Six key developments in the fight against antimicrobial resistance
De la Fuente and his team used a combination of neural networks to create a tool called APEX (antibiotic peptide de-extinction). They used this to screen a database of more than ten million peptides, and identified more than 37,000 that were predicted to have broad-spectrum antimicrobial activity3. About 11,000 of these were derived from the ‘extinctome’ — proteomes from extinct creatures, including, in this case, an ancient magnolia, a giant sloth and a Grant’s zebra.
The researchers synthesized and tested 69 of these candidate molecules against bacterial pathogens and found that many of them had an unusual mechanism of action. Rather than targeting a pathogen’s outer, rigid cell wall, these compounds acted on the inner cytoplasmic membrane — a strategy that might make them more robust as antibiotics, because bacteria are less likely to have evolved resistance to molecules they have never encountered. “Evolution is this beautiful planetary-scale optimization process,” de la Fuente says. It’s “the biggest optimization experiment that we have ever seen”.
Making molecules
Having learnt from extinct molecules, de la Fuente’s team took the next step: they developed a generative AI model that can design synthetic molecules that don’t — yet — exist in nature4. “Generative AI gives you this opportunity now to go beyond the sequence space that evolution has explored, to come up with things that may have properties and functions that are more optimized in certain ways,” de la Fuente says.

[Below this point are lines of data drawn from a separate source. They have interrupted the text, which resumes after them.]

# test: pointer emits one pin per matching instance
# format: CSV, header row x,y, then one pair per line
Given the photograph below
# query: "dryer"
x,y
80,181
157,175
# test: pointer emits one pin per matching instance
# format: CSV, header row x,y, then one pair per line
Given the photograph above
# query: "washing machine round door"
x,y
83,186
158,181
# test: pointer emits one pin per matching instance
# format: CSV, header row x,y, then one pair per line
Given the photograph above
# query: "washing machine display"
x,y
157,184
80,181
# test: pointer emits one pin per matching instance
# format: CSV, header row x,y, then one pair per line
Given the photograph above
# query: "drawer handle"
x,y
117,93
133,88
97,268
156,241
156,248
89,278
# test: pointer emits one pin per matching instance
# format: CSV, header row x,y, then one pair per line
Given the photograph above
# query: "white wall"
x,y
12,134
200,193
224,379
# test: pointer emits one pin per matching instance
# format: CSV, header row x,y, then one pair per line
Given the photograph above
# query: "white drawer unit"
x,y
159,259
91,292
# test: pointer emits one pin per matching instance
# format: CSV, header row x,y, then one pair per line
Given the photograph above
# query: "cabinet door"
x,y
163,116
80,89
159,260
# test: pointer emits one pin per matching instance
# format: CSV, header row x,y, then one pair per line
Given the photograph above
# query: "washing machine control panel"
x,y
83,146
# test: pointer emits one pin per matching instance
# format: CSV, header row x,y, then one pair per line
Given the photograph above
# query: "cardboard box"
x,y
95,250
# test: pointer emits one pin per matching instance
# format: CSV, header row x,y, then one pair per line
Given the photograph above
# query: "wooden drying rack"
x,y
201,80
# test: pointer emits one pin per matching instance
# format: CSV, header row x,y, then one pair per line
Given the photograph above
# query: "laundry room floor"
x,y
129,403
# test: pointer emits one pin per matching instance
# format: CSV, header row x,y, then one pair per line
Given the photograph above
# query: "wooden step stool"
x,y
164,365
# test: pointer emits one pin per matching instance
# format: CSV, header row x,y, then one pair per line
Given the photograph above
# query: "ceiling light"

The team provides its model — called ApexGO — with a peptide template, and specifies design goals, constraints and rules, such as how closely the designs must adhere to the starting peptide. People in the lab then step in to assess which designs could be viable. They might, for instance, exclude peptides that have too many hydrophobic residues, which would cause clumping in solution, de la Fuente says. The researchers then synthesize promising molecules, which they study in cultured cells and in animal models of infection. The team has so far synthesized and tested around 100 peptides, de la Fuente says. About 86% showed antimicrobial activity against at least one pathogen.
The hunt for the next antibiotics
But most antibiotics are small molecules, not peptides. And small molecules designed by generative AI tools can often be challenging to make, Collins says, because they are too unstable, too expensive or simply chemically impossible. AI tools frequently design molecules that cannot actually be made, because the synthetic steps required don’t follow real-world rules.